Голый человек, уже без эрекции, встает и идет в туалет.
— Чтобы добавить элегантности. И я ссылаюсь не на тот нелепый фильм Мелвина Франка с тем нелепым Джорджем Сигалом (не путать со скульптором, он-то выдающийся!), который, к сожалению, надо признать, был прекрасен в роли Хани с банджо в «Кто боится Вирджинии Вулф» Майкла Николса, на чем мы завершаем полный круг.
— О’кей.
— О’кей?
— О’кей.
— Отлично!
— Я позвоню начальнику и узнаю, можно ли что-нибудь устроить.
— Отлично!
Я остаюсь стоять. Она тоже остается стоять, ее взгляд перебегает с меня на окно и обратно.
— Когда ты уйдешь.
— Ладно.
Я ухожу.
— Только слишком много им не рассказывай! — кричу я в уже закрытое окно. — Я сам!
Глава 52
Руни и Дудл попивают мартини в популярном и многолюдном голливудском баре. Проходящие мимо хлопают их по спинам. Они знаменитости. В отдалении, за столиком в углу рядом с мужским туалетом, за ними наблюдают Эбботт и Костелло, угрюмые и забытые.
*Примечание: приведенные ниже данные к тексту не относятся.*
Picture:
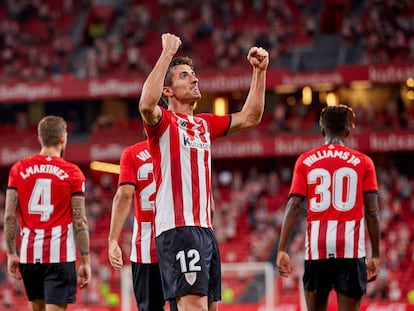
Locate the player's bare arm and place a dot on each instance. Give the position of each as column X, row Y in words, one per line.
column 290, row 219
column 10, row 231
column 81, row 235
column 372, row 221
column 80, row 225
column 10, row 220
column 153, row 86
column 252, row 111
column 121, row 207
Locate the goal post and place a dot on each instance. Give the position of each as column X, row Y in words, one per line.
column 265, row 268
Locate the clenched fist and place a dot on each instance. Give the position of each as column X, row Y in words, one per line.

— Студия хочет, чтобы мы как можно скорее сняли еще один фильм, — говорит Дудл.
— Отлично. Уже в процессе.
— Хотят, чтобы мы сосредоточились на трюках.
— Но мы не делаем трюки.
— Все думают, что делаем. В следующем фильме хотят побольше масштабных.
— Тот трюк был несчастным случаем.
— Они этого не знают.
— Надо рассказать.
— Нельзя. Это единственная причина, почему с нами хотят снять еще один фильм.
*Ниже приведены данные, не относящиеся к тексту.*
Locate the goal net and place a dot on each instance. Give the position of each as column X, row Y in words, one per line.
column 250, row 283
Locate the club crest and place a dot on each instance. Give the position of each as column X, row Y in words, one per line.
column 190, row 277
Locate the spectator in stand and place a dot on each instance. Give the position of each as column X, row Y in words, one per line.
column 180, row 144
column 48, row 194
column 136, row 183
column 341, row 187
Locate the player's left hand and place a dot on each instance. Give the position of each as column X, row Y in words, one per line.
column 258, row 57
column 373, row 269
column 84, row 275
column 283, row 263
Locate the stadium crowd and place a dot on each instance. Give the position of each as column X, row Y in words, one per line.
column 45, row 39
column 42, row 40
— В тот раз нам просто повезло.
— Ну, повезет и в этот.
— Не знаю.
— Слушай. Нам предоставили список из пяти трюков, которые они хотят видеть.
— Пяти?
— Да. Посмотрим… Первый: «Руни…»
— Это я. Ну конечно же.
— Да. «Руни катапультируют из развалившегося самосвала на дерево, которое как раз срубает дровосек».
— Что-то мне не хочется.
— Второй: «Руни сбивает поезд».
— И это вся шутка? Что меня сбивает поезд?
— Так тут написано.
— И что тут смешного?
— Ты смешной. С тобой происходит всякое. Благодаря тебе это всякое — смешно. Третий: «Руни притворяется столетним стариком (сами придумайте почему) и загорается, когда задувает сто свечей на своем торте».
— Опять Руни?
Дудл сверяется со списком.
— Ну да.
— Мне это не нравится.
— Это же они выписывают нам чеки. Четвертый: «Дудл…»
— Наконец-то!
— «…пытается спасти Руни, который свисает с бельевой веревки на пятом этаже жилого дома. У него не получается спасти друга. Руни летит четыре этажа сквозь бельевые веревки и приземляется одетым как девушка».
— Не буду я одеваться в девушку. Здесь я провожу черту.
— И пятый: «Руни расслабляется в кресле, читая книгу…»
— Ладно. Это я могу.
— «…пока падает с самолета».
— И с чего это я буду расслабляться в кресле, пока падаю с самолета?
— Опять же, тут написано, что решать нам. Нам не хотят диктовать, как работать. Дают пространство для маневра.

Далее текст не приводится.